Hash Inspector
Hash Inspector computes SHA-256, SHA-384, and SHA-512 for pasted text or a selected file using browser cryptography APIs. It is intended for quick integrity checks, advisory preparation, release-note verification, and local evidence handling where moving material through a remote hash service would be inappropriate.
The tool intentionally omits MD5 and SHA-1. Those algorithms remain useful in some legacy file-identification contexts, but publishing them as first-class outputs risks suggesting they are appropriate for integrity assurance. If legacy hash comparison is needed later, it should be added behind clear labeling and not mixed with the default cryptographic digest set.
Operational Notes
Hash Inspector reads selected files only after the browser receives explicit user input. For file hashing, the browser must read the file into memory before calculating a digest. The page therefore enforces a size limit and presents the limit as part of the interface rather than attempting to hide browser constraints.
Digest output can be copied directly into a report, release record, or tool manifest. For formal release artifacts, pair the digest with the artifact name, version, platform, signature status, and publication date so reviewers can verify that the hash refers to the intended file.
Data Handling
- Text input remains in page memory.
- Selected files are read only after explicit user selection.
- No network request is made by this component.
- No local storage, session storage, IndexedDB, or server storage is used by this component.

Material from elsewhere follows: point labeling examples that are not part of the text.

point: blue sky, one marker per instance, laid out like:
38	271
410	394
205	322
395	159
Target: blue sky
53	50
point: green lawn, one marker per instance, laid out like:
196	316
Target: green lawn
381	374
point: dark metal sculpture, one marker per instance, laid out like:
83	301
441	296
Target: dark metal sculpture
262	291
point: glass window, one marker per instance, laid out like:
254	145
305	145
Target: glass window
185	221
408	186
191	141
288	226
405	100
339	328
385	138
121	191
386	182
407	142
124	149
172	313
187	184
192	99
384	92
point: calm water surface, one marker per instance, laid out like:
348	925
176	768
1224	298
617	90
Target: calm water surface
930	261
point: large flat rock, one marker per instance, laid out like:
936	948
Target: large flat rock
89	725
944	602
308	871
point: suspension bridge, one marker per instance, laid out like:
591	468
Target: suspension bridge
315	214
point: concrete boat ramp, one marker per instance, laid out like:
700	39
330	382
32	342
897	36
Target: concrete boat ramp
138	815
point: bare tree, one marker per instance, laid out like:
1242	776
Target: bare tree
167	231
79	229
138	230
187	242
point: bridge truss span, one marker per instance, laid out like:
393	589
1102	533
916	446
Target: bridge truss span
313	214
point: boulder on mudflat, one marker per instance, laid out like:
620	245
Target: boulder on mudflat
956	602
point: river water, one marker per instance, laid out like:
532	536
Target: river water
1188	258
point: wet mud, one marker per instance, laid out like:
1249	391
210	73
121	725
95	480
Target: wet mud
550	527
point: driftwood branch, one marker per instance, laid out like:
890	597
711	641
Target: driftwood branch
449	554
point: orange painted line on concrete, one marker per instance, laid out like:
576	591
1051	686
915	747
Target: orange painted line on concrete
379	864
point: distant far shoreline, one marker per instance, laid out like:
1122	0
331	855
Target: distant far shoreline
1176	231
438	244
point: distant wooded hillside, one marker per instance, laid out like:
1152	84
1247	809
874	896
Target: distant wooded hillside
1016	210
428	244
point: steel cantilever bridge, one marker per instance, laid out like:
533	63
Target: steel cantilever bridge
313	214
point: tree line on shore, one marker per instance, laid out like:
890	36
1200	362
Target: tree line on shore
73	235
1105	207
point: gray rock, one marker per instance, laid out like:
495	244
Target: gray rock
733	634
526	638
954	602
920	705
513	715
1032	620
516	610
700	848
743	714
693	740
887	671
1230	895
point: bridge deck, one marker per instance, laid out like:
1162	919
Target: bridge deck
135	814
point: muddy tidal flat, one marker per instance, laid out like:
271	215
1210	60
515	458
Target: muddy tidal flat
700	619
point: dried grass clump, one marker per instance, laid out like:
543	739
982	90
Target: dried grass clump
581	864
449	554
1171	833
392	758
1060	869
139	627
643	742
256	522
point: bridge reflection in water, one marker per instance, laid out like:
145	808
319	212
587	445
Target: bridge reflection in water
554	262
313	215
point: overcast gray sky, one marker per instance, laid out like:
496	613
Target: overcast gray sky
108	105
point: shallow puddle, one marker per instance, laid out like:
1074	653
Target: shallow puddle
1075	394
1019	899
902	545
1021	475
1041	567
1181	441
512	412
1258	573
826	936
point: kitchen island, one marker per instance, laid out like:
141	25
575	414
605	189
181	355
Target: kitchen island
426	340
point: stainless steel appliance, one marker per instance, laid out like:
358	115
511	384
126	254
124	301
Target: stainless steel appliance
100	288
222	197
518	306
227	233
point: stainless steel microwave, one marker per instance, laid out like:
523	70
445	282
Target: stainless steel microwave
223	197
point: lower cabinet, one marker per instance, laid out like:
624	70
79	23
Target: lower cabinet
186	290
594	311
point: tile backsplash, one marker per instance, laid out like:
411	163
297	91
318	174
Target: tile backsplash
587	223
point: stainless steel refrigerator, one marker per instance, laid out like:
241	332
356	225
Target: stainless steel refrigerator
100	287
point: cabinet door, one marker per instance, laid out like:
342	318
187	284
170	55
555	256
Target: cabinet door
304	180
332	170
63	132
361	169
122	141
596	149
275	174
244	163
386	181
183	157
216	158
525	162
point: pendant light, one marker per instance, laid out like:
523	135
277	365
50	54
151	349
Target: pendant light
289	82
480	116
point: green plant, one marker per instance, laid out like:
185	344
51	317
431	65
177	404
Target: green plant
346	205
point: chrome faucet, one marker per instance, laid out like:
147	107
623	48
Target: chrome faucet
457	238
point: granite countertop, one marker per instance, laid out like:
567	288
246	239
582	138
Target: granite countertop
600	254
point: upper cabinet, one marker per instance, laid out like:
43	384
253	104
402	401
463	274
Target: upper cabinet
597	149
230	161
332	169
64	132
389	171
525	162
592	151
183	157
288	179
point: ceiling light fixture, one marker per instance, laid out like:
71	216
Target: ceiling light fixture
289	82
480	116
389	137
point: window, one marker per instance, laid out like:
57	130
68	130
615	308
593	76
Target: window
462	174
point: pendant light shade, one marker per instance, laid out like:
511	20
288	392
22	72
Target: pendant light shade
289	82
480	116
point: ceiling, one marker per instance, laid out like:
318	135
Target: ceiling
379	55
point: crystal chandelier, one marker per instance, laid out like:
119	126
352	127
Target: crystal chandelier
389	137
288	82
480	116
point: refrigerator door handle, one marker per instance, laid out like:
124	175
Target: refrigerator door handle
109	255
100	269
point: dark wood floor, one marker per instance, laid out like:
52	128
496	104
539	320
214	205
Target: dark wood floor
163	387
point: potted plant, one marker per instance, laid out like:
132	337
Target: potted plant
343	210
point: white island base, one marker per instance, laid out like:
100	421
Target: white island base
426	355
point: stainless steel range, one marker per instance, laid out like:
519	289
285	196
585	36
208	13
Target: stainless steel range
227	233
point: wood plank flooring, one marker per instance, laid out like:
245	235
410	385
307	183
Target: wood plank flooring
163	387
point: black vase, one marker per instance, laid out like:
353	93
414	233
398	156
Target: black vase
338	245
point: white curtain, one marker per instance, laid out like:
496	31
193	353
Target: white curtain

- File hashing is intentionally size-limited because browser digest APIs require whole-buffer input.
Boundary
Hash Inspector is a convenience utility, not a malware scanner, evidence vault, provenance proof, notarization service, or chain-of-custody system. A digest can show that two byte sequences match; it does not establish who produced the file, whether the file is benign, or whether the file was handled according to an evidence procedure.